Attack transport ship in United States Navy

USS Bowie (APA-137) was a ship in service with the United States Navy from 1944 to 1946. She was scrapped in 1973.

== History ==
Bowie (APA-137) was laid down on 28 August 1944 at Wilmington, Los Angeles, by the California Shipbuilding Corp. under a United States Maritime Commission contract (MCV hull 53); launched on 31 October 1944; sponsored by Mrs. J. Shaw; delivered to the Navy on 21 December 1944: and commissioned on 23 December 1944 at Terminal Island, California.

Outfitting, shakedown, and amphibious training occupied Bowie until the second week in February 1945. After post-shakedown availability at Terminal Island, she loaded cargo at the Naval Supply Depot, Oakland, California, and set sail on 20 February for the Mariana Islands. She made a refueling stop at Eniwetok in the Marshalls before arriving at Guam on 10 March. The attack transport completed cargo operations there on 16 March and then moved to Saipan on the 17th to embark casualties. She put to sea for Hawaii that same day and entered Pearl Harbor on 27 March. The ship conducted local operations in Hawaiian waters and engaged in upkeep in Pearl Harbor until mid-April. At that time, she began combat loading elements of the 10th Army bound for duty in the Okinawa campaign.

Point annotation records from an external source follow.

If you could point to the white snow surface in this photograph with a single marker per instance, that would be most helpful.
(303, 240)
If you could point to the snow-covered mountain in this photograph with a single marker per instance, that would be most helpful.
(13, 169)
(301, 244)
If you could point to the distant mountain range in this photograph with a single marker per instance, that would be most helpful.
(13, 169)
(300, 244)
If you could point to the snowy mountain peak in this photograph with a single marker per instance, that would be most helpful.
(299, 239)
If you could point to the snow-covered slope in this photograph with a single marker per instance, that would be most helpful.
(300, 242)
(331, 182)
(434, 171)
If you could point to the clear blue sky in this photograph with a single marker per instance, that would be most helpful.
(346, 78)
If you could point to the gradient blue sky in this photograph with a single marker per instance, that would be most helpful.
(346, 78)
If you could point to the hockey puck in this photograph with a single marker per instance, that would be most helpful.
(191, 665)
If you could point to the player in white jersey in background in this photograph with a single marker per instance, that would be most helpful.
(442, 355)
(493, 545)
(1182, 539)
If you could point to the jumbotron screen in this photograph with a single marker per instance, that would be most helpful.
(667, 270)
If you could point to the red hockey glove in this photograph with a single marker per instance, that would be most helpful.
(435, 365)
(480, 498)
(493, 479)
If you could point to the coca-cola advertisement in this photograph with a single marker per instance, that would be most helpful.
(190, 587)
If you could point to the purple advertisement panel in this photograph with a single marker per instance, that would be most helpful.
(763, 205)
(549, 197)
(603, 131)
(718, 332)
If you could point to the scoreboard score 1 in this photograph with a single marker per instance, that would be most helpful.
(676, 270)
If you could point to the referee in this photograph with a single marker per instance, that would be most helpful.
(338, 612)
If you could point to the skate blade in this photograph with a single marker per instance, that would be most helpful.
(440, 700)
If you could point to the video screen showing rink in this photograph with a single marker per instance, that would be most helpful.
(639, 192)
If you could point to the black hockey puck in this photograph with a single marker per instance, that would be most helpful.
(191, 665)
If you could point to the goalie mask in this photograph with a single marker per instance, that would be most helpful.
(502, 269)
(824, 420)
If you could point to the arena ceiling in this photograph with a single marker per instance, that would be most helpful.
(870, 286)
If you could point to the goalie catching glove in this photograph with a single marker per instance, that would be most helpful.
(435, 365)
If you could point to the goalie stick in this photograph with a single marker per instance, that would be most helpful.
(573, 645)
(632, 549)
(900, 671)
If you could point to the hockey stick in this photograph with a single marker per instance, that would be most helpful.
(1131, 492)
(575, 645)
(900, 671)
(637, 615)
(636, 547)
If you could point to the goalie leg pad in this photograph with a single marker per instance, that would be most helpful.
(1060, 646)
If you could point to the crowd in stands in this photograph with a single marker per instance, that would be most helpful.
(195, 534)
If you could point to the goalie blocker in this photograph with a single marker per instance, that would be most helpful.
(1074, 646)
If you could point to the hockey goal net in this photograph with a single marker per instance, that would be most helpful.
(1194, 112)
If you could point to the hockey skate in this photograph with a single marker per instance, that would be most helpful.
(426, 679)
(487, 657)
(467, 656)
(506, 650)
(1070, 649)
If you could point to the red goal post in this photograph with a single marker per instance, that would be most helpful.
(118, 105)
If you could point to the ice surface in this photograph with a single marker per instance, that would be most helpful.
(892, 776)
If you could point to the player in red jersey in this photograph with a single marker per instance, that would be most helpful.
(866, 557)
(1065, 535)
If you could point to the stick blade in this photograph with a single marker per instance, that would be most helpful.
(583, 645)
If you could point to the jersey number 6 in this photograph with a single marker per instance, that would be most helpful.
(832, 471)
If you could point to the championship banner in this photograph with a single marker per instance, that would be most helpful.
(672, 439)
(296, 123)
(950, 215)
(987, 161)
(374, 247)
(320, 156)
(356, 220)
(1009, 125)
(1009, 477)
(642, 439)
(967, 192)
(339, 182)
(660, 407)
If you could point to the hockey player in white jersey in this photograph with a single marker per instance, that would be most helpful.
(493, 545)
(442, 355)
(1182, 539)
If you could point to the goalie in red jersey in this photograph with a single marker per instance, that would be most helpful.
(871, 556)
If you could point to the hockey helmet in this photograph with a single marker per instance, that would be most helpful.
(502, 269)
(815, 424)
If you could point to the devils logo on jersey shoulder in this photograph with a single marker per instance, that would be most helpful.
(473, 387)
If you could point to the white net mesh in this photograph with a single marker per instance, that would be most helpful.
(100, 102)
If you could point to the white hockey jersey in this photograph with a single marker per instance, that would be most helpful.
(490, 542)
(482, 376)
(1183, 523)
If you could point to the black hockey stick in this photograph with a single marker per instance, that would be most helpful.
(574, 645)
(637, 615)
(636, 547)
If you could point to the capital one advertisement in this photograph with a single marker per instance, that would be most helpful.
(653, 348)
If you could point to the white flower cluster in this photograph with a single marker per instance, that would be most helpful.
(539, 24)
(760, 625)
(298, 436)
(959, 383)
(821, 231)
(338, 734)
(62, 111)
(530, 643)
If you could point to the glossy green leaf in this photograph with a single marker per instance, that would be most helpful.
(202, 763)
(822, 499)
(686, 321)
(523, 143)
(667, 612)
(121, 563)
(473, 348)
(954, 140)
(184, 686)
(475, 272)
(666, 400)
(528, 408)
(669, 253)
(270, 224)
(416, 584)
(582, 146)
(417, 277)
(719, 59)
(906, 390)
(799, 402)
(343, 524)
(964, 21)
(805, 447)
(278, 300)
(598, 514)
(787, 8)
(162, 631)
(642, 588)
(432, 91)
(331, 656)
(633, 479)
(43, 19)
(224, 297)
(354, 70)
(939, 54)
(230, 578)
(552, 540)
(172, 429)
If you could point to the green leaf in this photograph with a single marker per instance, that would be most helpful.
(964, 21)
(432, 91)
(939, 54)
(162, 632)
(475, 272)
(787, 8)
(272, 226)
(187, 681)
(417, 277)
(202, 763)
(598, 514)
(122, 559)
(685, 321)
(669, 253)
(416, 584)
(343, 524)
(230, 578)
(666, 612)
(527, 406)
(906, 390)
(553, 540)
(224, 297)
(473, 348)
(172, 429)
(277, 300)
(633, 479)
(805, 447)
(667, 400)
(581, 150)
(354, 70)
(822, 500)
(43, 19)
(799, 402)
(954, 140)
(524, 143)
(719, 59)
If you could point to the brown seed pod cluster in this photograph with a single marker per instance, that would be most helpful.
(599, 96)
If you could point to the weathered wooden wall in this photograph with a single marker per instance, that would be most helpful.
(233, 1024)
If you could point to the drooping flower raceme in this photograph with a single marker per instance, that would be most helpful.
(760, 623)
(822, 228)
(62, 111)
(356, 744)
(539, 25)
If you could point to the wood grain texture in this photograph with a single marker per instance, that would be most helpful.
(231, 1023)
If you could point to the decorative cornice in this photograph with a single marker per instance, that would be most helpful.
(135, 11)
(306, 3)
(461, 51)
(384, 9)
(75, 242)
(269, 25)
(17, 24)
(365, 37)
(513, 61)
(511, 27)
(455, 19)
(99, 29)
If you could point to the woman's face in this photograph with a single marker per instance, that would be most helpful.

Bowie stood out of Pearl Harbor on 17 April in a convoy. She arrived off the Hagushi beaches on Okinawa on 10 May. The troops went ashore immediately, and the attack transport began unloading cargo and taking on casualties. During her stay in the Ryūkyūs, Bowie witnessed a number of air raids but did not come under attack herself. On 15 May, the attack transport left Okinawa in a Hawaii-bound convoy. She made two stops, one at Ulithi and the other at Guam, before arriving back in Pearl Harbor on 3 June. She remained there overnight and, on the 4th, headed for the west coast. Bowie reached San Francisco, California, on 10 June and disembarked the casualties and other passengers. Later in the month, she loaded cargo and took on troops. The ship departed from San Francisco Bay on 17 June to sail across the Pacific Ocean to the Philippines, refuelling at Eniwetok. She arrived at Tacloban, on Leyte, on 9 July and discharged cargo and troops, leaving for Hawaii five days later.

Bowie spent almost two months in the Hawaiian Islands. When not in port at either Pearl Harbor or Honolulu, she conducted rehearsal landings at various locations in the islands. On 1 September, she left Pearl Harbor in a convoy bound ultimately for Japan, taking on fuel and provisions at Saipan from 13 to 16 September, and arrived at Sasebo, Japan, on the 22nd. Her troops went ashore on the 24th, and Bowie cleared Sasebo the next day. She took on boats at Subic Bay on 30 September and then moved to Manila. The attack transport moved to Lingayen Gulf on 2 and 3 October, and embarked troops for occupation service in Japan. She departed Lingayen Gulf in convoy on 9 October, and arrived in Sasebo on the 14th but did not disembark the troops until 18 October. On the 22d, Bowie departed Sasebo for Guam, arriving on the 27th and continuing on the same day, reaching San Diego, California, on 12 November.

The attack transport made a round-trip voyage from the west coast to Guam and back between 27 November and 27 December bringing veterans of the Pacific theater home to the United States. On 16 January 1946, Bowie departed San Pedro on her way to the U.S. East Coast. Steaming via San Diego and the Panama Canal, she arrived in Norfolk, Virginia, on 4 February, and began preparations for inactivation.

=== Decommissioning and fate ===
On 8 March 1946, Bowie was placed out of commission at Norfolk. She was returned to the Maritime Commission on 14 March 1946, and her name was struck from the Navy list on 28 March 1946. She was berthed with the National Defense Reserve Fleet at James River, Virginia, and remained there until, on 9 April 1973, she was sold to the Union Minerals and Alloys Corporation, New York City, for scrapping.

== Awards ==
Bowie received one battle star for World War II service at Okinawa.